# Appropriate Lighting for 60cm Aquarium



## mark4785 (10 Sep 2011)

Hello,

I was wondering if I could get any advice on an appropriate light for an aquarium that is approximately 60cm in length. It currently has a black plastic cover on the top of it with flaps that you traditionally open up and drop food through. Due to it being plastic, it makes a lot of noises when the flaps are opened/closed and when I completely remove it to clean the filter sponge and syphon water out. As a result, I want to get rid of it completely and have an open top aquarium with some sort of removable light.

I'd like to eventually convert the aquarium into a small planted tank with added co2. I know the introduction of co2 is associated with 'high tech' or high light aquariums but i'm not necessarily looking for a high tech set-up. I'm just looking for an easy to maintain planted aquarium which is something not best associated with a high light set-up.

Any suggestions regarding what sort of light I should used would be appreciated.

Thanks.


----------



## Morgan Freeman (10 Sep 2011)

What about some twin T8s? All Pond Solutions have some nice designs at really good prices. Not as high light as T5s, I was considering using them as find high light too much bother.


----------



## mark4785 (10 Sep 2011)

Morgan Freeman said:
			
		

> What about some twin T8s? All Pond Solutions have some nice designs at really good prices. Not as high light as T5s, I was considering using them as find high light too much bother.

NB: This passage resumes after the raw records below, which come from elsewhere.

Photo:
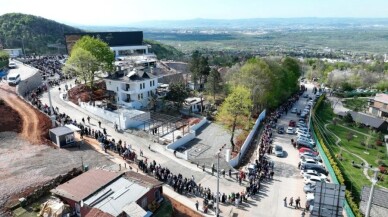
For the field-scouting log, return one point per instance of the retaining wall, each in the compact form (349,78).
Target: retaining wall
(234,162)
(29,84)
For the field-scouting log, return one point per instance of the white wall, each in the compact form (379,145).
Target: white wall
(121,119)
(199,125)
(179,142)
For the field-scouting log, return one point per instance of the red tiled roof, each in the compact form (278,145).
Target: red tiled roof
(85,184)
(94,212)
(382,97)
(143,180)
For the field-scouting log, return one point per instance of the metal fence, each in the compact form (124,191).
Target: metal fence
(348,210)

Would something like this serve as low to mid level light? I'm not sure what to type into Google/eBay in order to find All Pond Solutions light selection.

I've also come across this LED light as well. Would this be any good? Again I'm not sure whether this would constitute high light on a 60cm length 45cm tall aquarium.


----------



## mark4785 (11 Sep 2011)

Any ideas?


----------



## Morgan Freeman (12 Sep 2011)

I like the look of the first one, I was considering that for a 60cm at one stage.

http://www.plantedtank.net/forums/light ... 12-pc.html

I try and use this chart for working out approximate lighting levels. Depending on depth and how far you raise it you can switch between low and medium levels.


----------



## mark4785 (22 Sep 2011)

Morgan Freeman said:
			
		

> I like the look of the first one, I was considering that for a 60cm at one stage.
> 
> http://www.plantedtank.net/forums/light ... 12-pc.html
> 
> I try and use this chart for working out approximate lighting levels. Depending on depth and how far you raise it you can switch between low and medium levels.



Thanks for the link!


----------



## RossMartin (24 Sep 2011)

Hi Mark,

I've got one of these for sale if your interested.

viewtopic.php?f=23&t=17620

Thanks

Ross


----------



## dw1305 (25 Sep 2011)

Hi all,
I've got a Hagen glo 2 x 24W THO unit over a 2', I bought it second hand from a member of UKAPS, and It has been a really good light. The only downside is that it is a bit ugly.

cheers Darrel


----------



## mark4785 (1 Oct 2011)

I have a small problem with finding a suitable fluorescent light in that the length of the aquarium from side to side is 61cm exactly. A lot of clip on lights like this: http://www.ebay.co.uk/itm/ARCADIA-600MM ... 2ea69a58f4 , are 60cm in length (1cm too short).

Are there any clip on lights that can be adjusted according to the amount of distance between each rim on the sides of the aquarium?


----------



## mark4785 (1 Oct 2011)

Ignore the post above, I found a good Arcadia fluorescent light unit which has movable clips.


----------